Donald Patz of Secret Door Wines is our guest on California Wine Country with Steve Jaxon and Dan Berger today. He was last on CWC on this October 16, 2019 episode.
Donald Patz was a founder and winemaker for the Patz and Hall label for many years, where there were two couples, four partners, making Cardonnay and Pinot Noir from 1988 to 2016. When Ste. Michelle winery in Washington state bought them, he continued working for them for one year, then became independent in 2017. He had a photo of a door in Beijing that he found suggestive and it became the brand and label for Secret Door. “It has been a wonderful transition …” to start again in the business.
Today Dan Berger has once again brought a cellar wine to taste. It is a 2008 Shiraz from Maclaren Vale in Australia called D’Arenberg. The wine is called “The Dead Arm” because of the way they prune the vines, one arm of the vine does not produce fruit. All the tannins have resolved, it’s 15% alcohol but that doesn’t show very much. It is a substantial wine that would go well with BBQ meats.
Secret Door is 100% Napa Valley Cabernet. The sources are two vineyards, one in Stag’s Leap and another in the eastern hills above Lake Hennessey. He makes them as single vineyard designates. This one is the Sage Ridge, from the mountainside vineyard up near Pritchard Hill. This is a particularly steep area, dry and hard to farm. It is a great place for Cabernet. There are aromatic plants, wild sage and pines, growing around and that gives the place a background aroma that comes through.
Now they taste the 2019 Meritana Chardonnay. Donald Patz created the three labels to differentiate them. This is Meritana Vineyards which focussess on Russian River Pinot Noir and Chardonnay. The vines were planted in 1967 and the vines are 50 years old, interplanted with other vines. Dan Berger says that the vines really show consistency and varietal characteristics after 20 years. Full malolactic, good structure, would go well with lobster.
Dan Berger says that the Meritana label is promising. Why the separate labels, Harry Duke asks? Donald Patz says it’s because they are all truly different and made in different places. Meritana is all for Pinot Noir and Chardonnay while Secret Door is totally focussed on Cabernet. There are some advantages to this, including marketing, since some wine lists may more willingly show three different labels than three wines from the same. Dan Berger points out that in Burgundy, you make Pinot Noir and that’s it. But in California you can be in different places and make the same varietal so your mind set is different.

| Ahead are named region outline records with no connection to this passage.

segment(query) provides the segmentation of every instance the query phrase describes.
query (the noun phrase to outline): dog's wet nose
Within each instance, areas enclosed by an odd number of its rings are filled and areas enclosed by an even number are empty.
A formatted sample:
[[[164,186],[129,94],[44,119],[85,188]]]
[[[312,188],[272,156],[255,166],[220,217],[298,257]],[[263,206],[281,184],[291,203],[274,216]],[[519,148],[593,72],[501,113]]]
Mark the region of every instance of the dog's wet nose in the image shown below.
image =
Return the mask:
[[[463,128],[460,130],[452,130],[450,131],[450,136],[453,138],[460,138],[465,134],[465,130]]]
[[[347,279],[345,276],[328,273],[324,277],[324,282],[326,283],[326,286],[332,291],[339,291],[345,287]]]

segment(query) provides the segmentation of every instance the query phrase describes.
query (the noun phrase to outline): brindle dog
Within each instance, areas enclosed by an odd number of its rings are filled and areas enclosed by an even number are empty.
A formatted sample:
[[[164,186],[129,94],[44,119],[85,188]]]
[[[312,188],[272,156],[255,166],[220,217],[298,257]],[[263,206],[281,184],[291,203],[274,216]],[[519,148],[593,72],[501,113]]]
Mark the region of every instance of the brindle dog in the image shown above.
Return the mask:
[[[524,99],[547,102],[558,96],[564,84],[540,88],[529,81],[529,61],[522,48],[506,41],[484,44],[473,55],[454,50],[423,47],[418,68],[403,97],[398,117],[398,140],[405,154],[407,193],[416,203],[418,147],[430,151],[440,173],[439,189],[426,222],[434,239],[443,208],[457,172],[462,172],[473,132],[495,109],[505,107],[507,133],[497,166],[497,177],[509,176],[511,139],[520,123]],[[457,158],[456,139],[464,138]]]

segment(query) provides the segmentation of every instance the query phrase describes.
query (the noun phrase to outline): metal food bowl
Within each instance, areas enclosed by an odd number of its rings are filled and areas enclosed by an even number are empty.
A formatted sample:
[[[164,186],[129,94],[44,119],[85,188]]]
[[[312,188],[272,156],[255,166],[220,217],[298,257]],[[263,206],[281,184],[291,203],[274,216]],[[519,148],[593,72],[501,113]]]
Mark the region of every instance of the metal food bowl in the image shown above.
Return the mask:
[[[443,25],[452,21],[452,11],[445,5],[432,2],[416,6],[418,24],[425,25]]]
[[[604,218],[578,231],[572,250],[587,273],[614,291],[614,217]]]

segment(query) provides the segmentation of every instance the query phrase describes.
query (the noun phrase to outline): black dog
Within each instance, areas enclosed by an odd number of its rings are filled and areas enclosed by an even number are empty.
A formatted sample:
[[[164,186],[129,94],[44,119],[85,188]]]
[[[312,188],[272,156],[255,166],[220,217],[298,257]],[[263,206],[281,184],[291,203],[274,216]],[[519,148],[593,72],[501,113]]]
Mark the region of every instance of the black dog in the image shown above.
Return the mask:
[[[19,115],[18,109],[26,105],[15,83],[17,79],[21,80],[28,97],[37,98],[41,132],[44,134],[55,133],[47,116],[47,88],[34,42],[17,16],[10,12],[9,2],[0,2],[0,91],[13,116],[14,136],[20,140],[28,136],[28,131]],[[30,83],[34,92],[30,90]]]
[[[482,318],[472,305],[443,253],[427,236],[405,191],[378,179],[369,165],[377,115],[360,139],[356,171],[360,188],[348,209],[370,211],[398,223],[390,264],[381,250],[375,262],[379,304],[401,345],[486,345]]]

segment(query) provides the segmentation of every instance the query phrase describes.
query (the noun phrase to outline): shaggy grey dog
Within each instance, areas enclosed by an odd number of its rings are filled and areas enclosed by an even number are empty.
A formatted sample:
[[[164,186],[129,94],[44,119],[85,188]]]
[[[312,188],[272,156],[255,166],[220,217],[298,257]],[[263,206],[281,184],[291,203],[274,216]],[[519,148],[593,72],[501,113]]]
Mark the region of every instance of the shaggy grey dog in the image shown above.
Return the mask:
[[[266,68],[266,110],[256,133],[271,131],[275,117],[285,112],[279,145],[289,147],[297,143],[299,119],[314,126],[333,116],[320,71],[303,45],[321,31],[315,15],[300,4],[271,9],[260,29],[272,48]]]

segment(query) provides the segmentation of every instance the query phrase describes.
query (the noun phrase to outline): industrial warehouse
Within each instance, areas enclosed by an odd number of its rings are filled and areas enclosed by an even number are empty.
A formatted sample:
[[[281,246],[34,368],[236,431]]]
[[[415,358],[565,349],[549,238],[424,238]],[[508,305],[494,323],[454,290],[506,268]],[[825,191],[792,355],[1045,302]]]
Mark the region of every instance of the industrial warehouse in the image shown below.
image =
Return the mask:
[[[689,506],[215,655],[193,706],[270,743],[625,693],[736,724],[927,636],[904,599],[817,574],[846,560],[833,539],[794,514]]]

The Meritana wines are different than the ones he made at Patz and Hall. Chardonnay uses a lot less new oak, so the wines have a fresher feel, and he uses a lot more whole-clusters in the Pinot Noir which brings out an aromatic character that he likes. Dan Berger agrees that this wine does have whole cluster flavors. It runs a risk of stemmy flavors, and you want just some, just not too much.